Method 2: Use a template to create the new object. To do this, create a new user object or retrieve a copy of an existing user object and set the Instance parameter to this
object. The object provided to the Instance parameter is used as a template for the new object. You can override property values from the template by setting cmdlet
parameters. For examples and more information, see the Instance parameter description for this cmdlet.

Method 3: Use the Import-Csv cmdlet with the New-ADUser cmdlet to create multiple Active Directory user objects. To do this, use the Import-Csv cmdlet to create the custom
objects from a comma-separated value (CSV) file that contains a list of object properties. Then pass these objects through the pipeline to the New-ADUser cmdlet to create
the user objects.



Online Version: http://go.microsoft.com/fwlink/p/?linkid=291077




-------------------------- EXAMPLE 1 --------------------------

PS C:\>New-ADUser -Name "GlenJohn" -Certificate (new-object System.Security.Cryptography.X509Certificates.X509Certificate -ArgumentList "export.cer")

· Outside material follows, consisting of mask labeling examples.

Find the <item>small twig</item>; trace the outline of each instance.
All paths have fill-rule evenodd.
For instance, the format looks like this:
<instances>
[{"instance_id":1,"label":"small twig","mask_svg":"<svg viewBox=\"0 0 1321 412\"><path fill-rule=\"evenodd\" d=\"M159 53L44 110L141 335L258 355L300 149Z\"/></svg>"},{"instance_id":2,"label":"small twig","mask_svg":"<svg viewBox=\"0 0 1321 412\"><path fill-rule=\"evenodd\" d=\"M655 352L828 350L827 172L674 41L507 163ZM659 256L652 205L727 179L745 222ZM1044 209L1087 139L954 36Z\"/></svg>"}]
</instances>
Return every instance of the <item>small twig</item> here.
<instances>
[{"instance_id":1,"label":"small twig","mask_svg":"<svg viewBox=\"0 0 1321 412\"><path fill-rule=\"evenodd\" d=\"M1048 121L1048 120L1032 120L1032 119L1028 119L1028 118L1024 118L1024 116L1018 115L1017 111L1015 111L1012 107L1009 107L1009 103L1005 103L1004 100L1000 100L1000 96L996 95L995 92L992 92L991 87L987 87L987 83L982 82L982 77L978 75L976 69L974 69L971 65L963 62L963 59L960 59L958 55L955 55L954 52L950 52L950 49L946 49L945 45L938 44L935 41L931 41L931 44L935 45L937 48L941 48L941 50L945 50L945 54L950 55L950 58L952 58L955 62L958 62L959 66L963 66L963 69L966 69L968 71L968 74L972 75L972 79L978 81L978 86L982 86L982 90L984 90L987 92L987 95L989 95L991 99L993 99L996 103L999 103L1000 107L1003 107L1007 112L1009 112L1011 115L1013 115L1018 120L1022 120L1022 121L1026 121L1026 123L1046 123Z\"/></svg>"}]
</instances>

This command creates a new user named GlenJohn with a certicate imported from the file export.cer.

-------------------------- EXAMPLE 2 --------------------------

PS C:\>New-ADUser -Name "GlenJohn" -OtherAttributes @{'title'="director";'mail'="glenjohn@fabrikam.com"}

This command creates a new user named GlenJohn and sets the title and mail properties on the new object.

-------------------------- EXAMPLE 3 --------------------------

PS C:\>New-ADUser -Name "GlenJohn" -Type iNetOrgPerson -Path "DC=AppNC" -Server lds.Fabrikam.com:50000

This command creates a new inetOrgPerson named GlenJohn on an AD LDS instance.